You will need to specify options for connecting to Apigee. Specifically the organization name, and the authentication credentials. Use one of these options:

• -o ORG - the organization name. Required.
• -n to specify to retrieve username and password from the local .netrc file. Optional.
• -u USERNAME to specify a username. Optional.
• -p PASSWORD to specify a password. This only works if you specify -u. Not always required though.
• -C CODE to specify a one-time passcode, possibly for use with -n or -u
• -Z ZONE to specify a zone-name, for Apigee SSO.
• -v for verbose mode

Example:

npm run watch -- -o my-org-name -n -v

By default, the program will log its operations. You can increase or decrease the level of logging with the loglevel setting in the config.json file.

The output at loglevel=3 looks like this:

$ npm run watch

> [email protected] watch /Users/dchiesa/dev/node/apigee-audit-watcher
> node ./auditWatcher.js

[2019-Nov-12 15:27:48] audit watcher version 20191112-0944
[2019-Nov-12 15:27:48] listening on port 5950
[2019-Nov-12 15:27:48] log level is: 3
[2019-Nov-12 15:27:48] POST https://login.apigee.com/oauth/token
[2019-Nov-12 15:27:49] ==> 200
[2019-Nov-12 15:27:49] GET https://api.enterprise.apigee.com/v1/audits/organizations/gaccelerate3?expand=true&startTime=1573565269799&endTime=1573601269799
[2019-Nov-12 15:27:53] ==> 200
[2019-Nov-12 15:27:53] got 4 records
[2019-Nov-12 15:27:53] sleeping 1 minute
[2019-Nov-12 15:27:53] wake at 15:28:53
[2019-Nov-12 15:28:53] GET https://api.enterprise.apigee.com/v1/audits/organizations/gaccelerate3?expand=true&startTime=1573565333079&endTime=1573601333079
[2019-Nov-12 15:28:55] ==> 200
[2019-Nov-12 15:28:55] got 4 records
[2019-Nov-12 15:28:55] fireWebhooks - no alerts
[2019-Nov-12 15:28:55] sleeping 1 minute
[2019-Nov-12 15:28:55] wake at 15:29:55
...

The tool polls the audit trail for an Apigee Edge organization, available at https://api.enterprise.apigee.com/v1/audits/organizations/ORGNAME . It passes the expand=true and a startTime and endTime parameter to limit the records returned. The watcher is set to run every 10 minutes, or a configurable time that you specify. It searches back over a period just longer than that cycle time.
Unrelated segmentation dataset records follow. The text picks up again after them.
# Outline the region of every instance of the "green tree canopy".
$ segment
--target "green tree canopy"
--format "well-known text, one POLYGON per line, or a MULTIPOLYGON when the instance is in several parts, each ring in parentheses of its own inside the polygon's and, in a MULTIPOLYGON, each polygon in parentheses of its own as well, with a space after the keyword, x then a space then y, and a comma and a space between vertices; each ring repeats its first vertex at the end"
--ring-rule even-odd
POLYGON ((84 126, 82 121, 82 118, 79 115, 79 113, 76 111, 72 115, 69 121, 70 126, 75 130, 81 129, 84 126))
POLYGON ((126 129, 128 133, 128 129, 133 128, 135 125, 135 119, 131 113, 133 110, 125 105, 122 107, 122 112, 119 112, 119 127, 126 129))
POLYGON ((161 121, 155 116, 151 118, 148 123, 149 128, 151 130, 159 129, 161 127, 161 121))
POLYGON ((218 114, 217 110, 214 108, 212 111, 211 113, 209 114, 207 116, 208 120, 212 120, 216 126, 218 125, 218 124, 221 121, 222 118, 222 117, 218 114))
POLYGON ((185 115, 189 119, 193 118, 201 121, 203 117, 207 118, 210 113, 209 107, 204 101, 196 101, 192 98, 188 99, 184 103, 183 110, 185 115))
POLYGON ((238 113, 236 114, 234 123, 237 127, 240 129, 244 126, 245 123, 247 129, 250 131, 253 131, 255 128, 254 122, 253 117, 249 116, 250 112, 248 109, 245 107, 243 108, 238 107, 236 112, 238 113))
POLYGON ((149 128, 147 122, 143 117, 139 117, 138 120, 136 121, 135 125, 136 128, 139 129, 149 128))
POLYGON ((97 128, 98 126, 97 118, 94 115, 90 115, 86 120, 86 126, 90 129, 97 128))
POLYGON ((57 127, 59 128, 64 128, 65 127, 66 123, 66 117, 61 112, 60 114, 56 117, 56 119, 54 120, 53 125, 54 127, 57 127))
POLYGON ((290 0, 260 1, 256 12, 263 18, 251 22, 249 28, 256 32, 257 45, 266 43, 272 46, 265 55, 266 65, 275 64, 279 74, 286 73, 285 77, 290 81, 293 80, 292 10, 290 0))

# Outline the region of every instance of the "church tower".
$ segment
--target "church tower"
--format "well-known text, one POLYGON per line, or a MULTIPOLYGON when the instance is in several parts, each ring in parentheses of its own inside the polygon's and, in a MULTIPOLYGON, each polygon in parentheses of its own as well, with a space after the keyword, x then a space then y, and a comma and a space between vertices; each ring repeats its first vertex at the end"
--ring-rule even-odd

Finding auditable events, it notifies the configured channel (slack, google chat, etc).

• You cannot provide the path to config.json in the command line.

• The tool cannot post to a MS Teams channel. This feature gap exists because I could not find a documented API for MS Teams.

• The tool depends on express and request modules, which are unnecessary.

• There is no good way to provide credentials beyond using .netrc. A good way to solve this would be to run this as an appengine app and use a service-account with implicit access to the Apigee org. But Service Accounts work only in Apigee X or Apigee hybrid. And in X or hybrid, we have eventarc for triggering events from Apigee, so the need for this watcher script may be lower.